"PSY's 7th Album"
In his first full album release after global sensation “Gangnam Style,” PSY has returned with “PSY 7th Album.” Despite the anticipation surrounding its release, the album ultimately did not meet expectations as each track sounded like the last. “DADDY, (ft. CL of 2NE1)” captured the careless, odd personality PSY is known for, but in doing so every other song was ultimately forgettable.
The tracklist features several big names from the American music market like Ed Sheeran and will.i.am, while also bringing in famous artists from South Korea such as rock legend Jun In Kwon and CL, leader of world famous girl group 2NE1.
The album starts off with the throw away “Dance Jockey,” which does nothing more than set an old school disco vibe. PSY echos that ’70s sound in “Bell Bottoms (NAPAL BAJI)” and “Ahjussi Swag (ft. Gaeko of Dynamic Duo).” With “Bell Bottoms,” he sings with a laziness that perfectly matches the big band instrumentals. In “Ahjussi Swag,” PSY partners up with Korean rapper Gaeko to create a perfect balance between Gaeko’s intense rapping style and the trumpet-heavy backing track.
PSY’s track “DADDY (ft. CL)” has the potential to be a worthy successor to 2012’s mega-hit “Gangnam Style.” The catchy club banger hits hard with a synth beat featuring Euro-pop and electronic dance music influences. This expert mixing is heard again on the remixed version of Ed Sheeran’s “Sing.” Both songs showcase a high level of mastery exemplified in the strong EDM beats.
Slower tracks, such as “Dream (ft. XIA of JYJ)” and “I Remember You (ft. Zion.T),” highlight PSY’s unique rap sound that he was known for pre-“Gangnam Style.” Dedicated to a recently deceased friend, “Dream” features strong vocals from XIA, and PSY’s emotional rapping makes the song memorable for long-time fans.

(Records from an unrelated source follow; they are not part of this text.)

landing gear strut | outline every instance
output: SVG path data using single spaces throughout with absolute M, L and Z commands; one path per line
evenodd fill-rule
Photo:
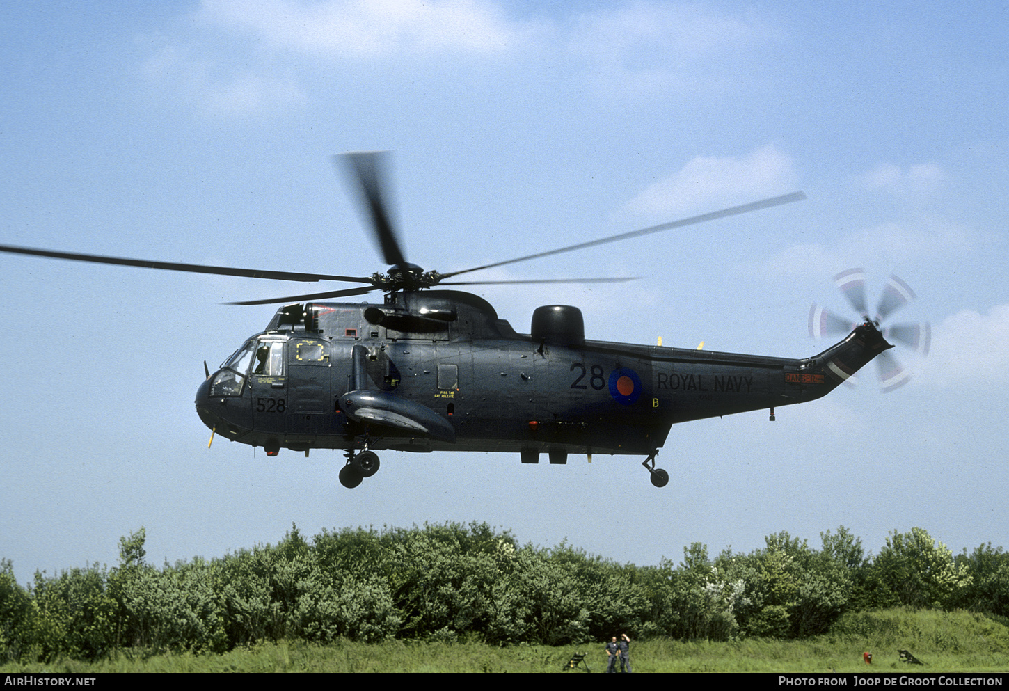
M 659 455 L 658 449 L 653 449 L 648 458 L 642 461 L 642 465 L 652 475 L 652 484 L 656 487 L 665 487 L 669 483 L 669 473 L 662 468 L 655 467 L 655 457 Z
M 347 464 L 340 469 L 340 484 L 352 489 L 361 483 L 365 477 L 371 477 L 378 472 L 378 454 L 368 451 L 365 446 L 360 453 L 350 449 L 345 454 Z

The excitement surrounding PSY since 2012 has arguable died down, especially following “Gentleman” and “Hangover (ft. Snoop Dogg).” This album appears to be his last chance at relevancy in the global music market. While “DADDY” has real potential to become the next big club hit, the rest of the tracks fall flat as a cohesive album. Each track sounded like a parody of the last with either ’70s-inspired elements or synth-heavy beats, making only a few of them stand out.